We all saw You’re Telling Me with W. C. Fields.
It was funny.
8
The next morning around ten I walked over to the Banker’s Building on the corner of Clark and Adams and took an elevator up to the nineteenth floor, where the feds kept house. The chief agent of the Chicago branch of the Division of Investigation was Melvin Purvis, but I hoped to speak to Sam Cowley.
Cowley I’d never met, but my friend Eliot Ness — who until about a year ago had been the top fed where crime-busting in Chicago was concerned — had spoken highly of him. Purvis, whom I’d met once or twice but didn’t really know, was another kettle of fish; Eliot had contempt for the man — though I had to keep in mind that Ness and Purvis were enough alike that a little professional jealousy on Eliot’s part was not to be ruled out.
After all, Purvis, a Justice Department special agent, entered the Chicago picture about the time Eliot, a Treasury Department man, was being phased out, his Prohibition Unit going gradually out of business when Repeal came along (beer was legal first, so the Prohibition Unit limped along well into 33). Purvis was the guy who’d get to go after the outlaws like Dillinger, while former gangbuster Ness was being shuffled offstage, being turned into a mere “reven-ooer.” Even now Eliot was chasing moonshiners around the hills of Ohio, Kentucky and Tennessee.

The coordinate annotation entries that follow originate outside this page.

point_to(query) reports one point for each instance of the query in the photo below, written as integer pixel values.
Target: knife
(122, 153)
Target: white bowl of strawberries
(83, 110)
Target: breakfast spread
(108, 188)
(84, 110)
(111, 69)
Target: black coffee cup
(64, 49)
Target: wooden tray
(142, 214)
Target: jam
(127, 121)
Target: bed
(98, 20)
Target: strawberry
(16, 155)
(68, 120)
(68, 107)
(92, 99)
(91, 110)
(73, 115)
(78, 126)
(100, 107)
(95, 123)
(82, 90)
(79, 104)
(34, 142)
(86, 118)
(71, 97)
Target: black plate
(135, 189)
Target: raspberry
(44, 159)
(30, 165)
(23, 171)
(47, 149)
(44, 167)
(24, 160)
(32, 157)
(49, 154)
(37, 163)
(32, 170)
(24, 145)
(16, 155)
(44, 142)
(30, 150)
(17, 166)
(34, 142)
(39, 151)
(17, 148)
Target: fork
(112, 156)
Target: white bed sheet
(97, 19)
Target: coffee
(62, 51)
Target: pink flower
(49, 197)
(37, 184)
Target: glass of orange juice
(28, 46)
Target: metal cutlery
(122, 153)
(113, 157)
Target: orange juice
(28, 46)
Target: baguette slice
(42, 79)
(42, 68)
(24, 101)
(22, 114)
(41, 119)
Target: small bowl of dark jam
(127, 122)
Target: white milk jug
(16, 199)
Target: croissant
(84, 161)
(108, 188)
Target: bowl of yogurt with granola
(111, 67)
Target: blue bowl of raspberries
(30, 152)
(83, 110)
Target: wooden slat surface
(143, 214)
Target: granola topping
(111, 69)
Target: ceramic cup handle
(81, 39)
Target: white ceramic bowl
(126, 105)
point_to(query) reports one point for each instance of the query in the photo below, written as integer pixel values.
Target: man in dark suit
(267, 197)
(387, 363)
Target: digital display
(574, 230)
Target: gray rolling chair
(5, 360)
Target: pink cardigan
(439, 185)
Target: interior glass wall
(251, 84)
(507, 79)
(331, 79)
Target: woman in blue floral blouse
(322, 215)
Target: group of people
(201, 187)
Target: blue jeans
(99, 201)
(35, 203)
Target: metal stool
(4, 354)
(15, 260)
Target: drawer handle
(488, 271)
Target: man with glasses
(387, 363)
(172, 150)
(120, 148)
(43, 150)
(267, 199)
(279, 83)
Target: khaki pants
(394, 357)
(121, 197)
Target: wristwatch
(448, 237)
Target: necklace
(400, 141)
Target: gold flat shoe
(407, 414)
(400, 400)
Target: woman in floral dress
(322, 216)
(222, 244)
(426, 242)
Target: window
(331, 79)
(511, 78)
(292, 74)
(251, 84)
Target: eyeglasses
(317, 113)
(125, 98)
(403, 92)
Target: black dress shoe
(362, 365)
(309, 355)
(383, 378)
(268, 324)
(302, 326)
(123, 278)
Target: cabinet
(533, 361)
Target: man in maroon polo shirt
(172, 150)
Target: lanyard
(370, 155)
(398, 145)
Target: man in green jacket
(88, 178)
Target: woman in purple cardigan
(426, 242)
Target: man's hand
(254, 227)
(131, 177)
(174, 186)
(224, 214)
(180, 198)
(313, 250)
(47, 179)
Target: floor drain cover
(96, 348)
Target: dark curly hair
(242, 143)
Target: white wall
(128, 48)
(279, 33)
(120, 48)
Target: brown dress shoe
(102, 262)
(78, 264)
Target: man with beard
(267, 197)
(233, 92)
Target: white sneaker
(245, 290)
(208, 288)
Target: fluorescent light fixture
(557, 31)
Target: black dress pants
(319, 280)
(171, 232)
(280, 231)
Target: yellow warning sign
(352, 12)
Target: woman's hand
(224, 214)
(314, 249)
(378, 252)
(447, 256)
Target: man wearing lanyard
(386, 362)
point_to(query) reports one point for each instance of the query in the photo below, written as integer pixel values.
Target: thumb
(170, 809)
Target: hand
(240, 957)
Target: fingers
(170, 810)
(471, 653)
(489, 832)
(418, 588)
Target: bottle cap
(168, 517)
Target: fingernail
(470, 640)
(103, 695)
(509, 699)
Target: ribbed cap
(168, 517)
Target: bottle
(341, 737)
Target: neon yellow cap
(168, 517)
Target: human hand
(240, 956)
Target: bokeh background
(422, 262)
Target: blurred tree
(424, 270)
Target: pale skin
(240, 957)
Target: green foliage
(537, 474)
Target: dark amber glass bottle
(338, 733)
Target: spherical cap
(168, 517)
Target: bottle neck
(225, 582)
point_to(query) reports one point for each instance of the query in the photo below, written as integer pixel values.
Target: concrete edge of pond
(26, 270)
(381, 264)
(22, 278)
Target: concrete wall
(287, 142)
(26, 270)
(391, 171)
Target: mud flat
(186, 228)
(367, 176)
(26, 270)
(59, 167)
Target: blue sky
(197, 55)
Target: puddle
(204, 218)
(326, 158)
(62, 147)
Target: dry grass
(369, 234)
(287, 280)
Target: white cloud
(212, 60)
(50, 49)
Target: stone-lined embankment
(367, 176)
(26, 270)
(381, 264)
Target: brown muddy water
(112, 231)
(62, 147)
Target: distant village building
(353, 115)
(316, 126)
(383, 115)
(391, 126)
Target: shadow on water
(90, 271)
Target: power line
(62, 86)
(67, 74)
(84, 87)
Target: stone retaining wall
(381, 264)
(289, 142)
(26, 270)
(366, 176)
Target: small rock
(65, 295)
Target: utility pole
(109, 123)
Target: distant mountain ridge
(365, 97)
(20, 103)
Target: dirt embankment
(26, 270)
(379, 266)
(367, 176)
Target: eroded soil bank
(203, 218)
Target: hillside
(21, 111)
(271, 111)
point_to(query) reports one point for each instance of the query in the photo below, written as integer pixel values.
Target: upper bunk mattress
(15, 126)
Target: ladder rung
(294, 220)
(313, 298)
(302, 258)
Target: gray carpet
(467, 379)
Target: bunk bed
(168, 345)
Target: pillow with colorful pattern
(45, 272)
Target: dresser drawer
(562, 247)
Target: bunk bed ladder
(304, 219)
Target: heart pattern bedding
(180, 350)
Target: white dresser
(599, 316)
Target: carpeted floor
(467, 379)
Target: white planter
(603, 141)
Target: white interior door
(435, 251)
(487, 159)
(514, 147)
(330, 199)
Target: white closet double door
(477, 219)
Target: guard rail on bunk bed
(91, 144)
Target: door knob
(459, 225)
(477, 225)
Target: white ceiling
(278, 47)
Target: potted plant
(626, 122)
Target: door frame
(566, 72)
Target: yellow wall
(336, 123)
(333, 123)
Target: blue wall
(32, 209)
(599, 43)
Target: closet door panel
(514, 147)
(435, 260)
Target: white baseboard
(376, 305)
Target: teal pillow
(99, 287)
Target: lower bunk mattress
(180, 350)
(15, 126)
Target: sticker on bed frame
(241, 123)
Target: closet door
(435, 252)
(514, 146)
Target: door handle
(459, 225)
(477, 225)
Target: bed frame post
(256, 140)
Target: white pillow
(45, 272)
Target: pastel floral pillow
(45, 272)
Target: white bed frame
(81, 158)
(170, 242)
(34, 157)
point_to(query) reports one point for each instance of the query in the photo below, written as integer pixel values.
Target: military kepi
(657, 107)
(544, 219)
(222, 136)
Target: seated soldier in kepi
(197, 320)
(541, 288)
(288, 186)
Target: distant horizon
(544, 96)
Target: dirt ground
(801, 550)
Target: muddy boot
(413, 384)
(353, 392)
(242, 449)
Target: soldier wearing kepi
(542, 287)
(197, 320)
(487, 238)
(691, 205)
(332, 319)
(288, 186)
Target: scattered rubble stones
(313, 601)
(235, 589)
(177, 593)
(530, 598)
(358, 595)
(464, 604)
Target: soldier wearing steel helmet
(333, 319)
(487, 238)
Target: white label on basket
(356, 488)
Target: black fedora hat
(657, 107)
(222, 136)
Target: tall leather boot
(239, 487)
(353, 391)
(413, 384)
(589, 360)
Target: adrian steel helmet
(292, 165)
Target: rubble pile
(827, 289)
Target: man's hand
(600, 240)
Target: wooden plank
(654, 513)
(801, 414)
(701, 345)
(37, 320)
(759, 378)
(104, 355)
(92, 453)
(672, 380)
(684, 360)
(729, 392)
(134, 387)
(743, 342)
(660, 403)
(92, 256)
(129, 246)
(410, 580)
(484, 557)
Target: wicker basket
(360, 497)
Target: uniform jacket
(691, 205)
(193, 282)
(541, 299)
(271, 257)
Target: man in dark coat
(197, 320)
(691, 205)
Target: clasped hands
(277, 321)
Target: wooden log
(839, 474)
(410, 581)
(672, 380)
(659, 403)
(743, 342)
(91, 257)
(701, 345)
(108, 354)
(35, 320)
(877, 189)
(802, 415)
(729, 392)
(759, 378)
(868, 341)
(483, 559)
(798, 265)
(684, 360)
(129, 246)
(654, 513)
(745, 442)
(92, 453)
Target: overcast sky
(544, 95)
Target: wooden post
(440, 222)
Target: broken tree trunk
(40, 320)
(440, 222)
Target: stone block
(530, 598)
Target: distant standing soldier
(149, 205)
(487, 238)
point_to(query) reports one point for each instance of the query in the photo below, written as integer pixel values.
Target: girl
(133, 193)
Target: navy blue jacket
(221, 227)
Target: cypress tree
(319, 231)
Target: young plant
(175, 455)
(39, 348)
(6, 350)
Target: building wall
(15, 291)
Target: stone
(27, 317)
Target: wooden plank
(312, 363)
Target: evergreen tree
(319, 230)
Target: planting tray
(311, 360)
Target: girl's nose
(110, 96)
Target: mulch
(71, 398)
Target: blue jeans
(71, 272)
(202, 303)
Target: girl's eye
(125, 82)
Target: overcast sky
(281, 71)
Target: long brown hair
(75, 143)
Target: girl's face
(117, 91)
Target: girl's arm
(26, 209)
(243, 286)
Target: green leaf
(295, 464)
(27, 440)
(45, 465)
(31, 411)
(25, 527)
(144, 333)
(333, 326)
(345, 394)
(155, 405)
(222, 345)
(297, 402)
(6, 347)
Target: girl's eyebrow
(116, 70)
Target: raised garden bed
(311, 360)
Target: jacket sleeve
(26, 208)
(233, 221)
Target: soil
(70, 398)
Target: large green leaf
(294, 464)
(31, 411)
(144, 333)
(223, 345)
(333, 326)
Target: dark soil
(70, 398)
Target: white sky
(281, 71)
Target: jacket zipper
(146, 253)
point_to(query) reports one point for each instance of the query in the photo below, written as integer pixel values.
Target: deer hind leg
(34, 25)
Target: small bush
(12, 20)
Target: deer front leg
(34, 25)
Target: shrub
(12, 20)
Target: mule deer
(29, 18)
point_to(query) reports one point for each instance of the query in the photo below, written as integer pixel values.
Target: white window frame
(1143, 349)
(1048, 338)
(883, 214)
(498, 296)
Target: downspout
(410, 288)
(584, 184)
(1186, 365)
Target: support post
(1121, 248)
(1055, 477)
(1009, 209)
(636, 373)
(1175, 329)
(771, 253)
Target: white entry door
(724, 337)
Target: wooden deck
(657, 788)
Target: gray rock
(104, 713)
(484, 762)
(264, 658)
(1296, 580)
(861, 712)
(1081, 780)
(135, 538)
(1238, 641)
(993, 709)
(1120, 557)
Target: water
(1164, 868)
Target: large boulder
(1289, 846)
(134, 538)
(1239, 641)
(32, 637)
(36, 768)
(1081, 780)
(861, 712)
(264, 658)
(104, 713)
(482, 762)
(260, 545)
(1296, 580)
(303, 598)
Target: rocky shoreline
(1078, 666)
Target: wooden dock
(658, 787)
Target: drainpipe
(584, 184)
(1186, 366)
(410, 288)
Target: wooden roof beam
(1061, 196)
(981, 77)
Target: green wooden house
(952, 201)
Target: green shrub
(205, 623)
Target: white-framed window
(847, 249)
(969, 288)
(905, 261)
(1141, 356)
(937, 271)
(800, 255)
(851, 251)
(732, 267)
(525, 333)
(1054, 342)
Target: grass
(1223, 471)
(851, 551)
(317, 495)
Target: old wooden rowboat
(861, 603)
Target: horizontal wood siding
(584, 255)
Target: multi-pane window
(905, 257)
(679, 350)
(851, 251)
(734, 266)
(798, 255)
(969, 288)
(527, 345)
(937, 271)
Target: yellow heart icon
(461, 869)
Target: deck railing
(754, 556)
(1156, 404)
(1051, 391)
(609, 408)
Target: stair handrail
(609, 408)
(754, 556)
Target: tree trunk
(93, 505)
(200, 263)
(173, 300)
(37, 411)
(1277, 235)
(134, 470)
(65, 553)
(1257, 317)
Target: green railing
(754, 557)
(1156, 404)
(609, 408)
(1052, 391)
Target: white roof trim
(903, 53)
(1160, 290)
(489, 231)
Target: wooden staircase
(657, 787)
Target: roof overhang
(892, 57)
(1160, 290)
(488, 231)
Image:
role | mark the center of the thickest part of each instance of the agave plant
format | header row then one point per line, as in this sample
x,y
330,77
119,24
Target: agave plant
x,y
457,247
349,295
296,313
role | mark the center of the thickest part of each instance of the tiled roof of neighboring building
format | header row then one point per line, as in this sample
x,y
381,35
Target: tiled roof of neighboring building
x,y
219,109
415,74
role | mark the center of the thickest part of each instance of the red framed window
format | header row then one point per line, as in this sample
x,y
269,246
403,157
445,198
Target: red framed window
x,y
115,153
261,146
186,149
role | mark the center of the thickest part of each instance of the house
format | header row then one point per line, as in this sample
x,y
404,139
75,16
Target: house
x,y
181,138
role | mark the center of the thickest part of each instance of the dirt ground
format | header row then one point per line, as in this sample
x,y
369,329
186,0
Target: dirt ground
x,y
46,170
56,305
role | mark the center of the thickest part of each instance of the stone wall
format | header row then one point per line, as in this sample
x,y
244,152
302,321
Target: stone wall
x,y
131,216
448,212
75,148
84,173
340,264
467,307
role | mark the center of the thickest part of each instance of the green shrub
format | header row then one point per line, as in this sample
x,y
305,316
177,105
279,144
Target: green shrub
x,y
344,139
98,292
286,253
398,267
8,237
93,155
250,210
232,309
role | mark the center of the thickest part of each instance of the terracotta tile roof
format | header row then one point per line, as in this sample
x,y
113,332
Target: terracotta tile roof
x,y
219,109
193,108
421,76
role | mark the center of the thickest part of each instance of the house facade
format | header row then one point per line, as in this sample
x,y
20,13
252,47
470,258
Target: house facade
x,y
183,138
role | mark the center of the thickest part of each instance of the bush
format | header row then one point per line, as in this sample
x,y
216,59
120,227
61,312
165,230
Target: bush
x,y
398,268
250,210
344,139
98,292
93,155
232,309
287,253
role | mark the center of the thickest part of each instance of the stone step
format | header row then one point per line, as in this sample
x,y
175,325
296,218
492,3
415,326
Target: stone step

But from what I’d observed — admittedly from a distance, reading about him in the papers, listening to my pals on the pickpocket detail gossip — Purvis was a fuck-up. His biggest claim to fame was tackling the “terrible Touhys,” a gang of suburban bootleggers who’d been too minor for Eliot to mess with, though they’d somehow managed to keep Capone off their home turf of Des Plaines. Post-Repeal, the Touhys were really not worth messing with — but last year Purvis had charged Roger Touhy with the hundred grand kidnapping of William Hamm, the Hamm’s Beer baron. It didn’t make sense; Touhy was well fixed and moving into legit concerns. Maybe Touhy’s motive was supposed to be envy — since Hamm was back in the brewing business legally.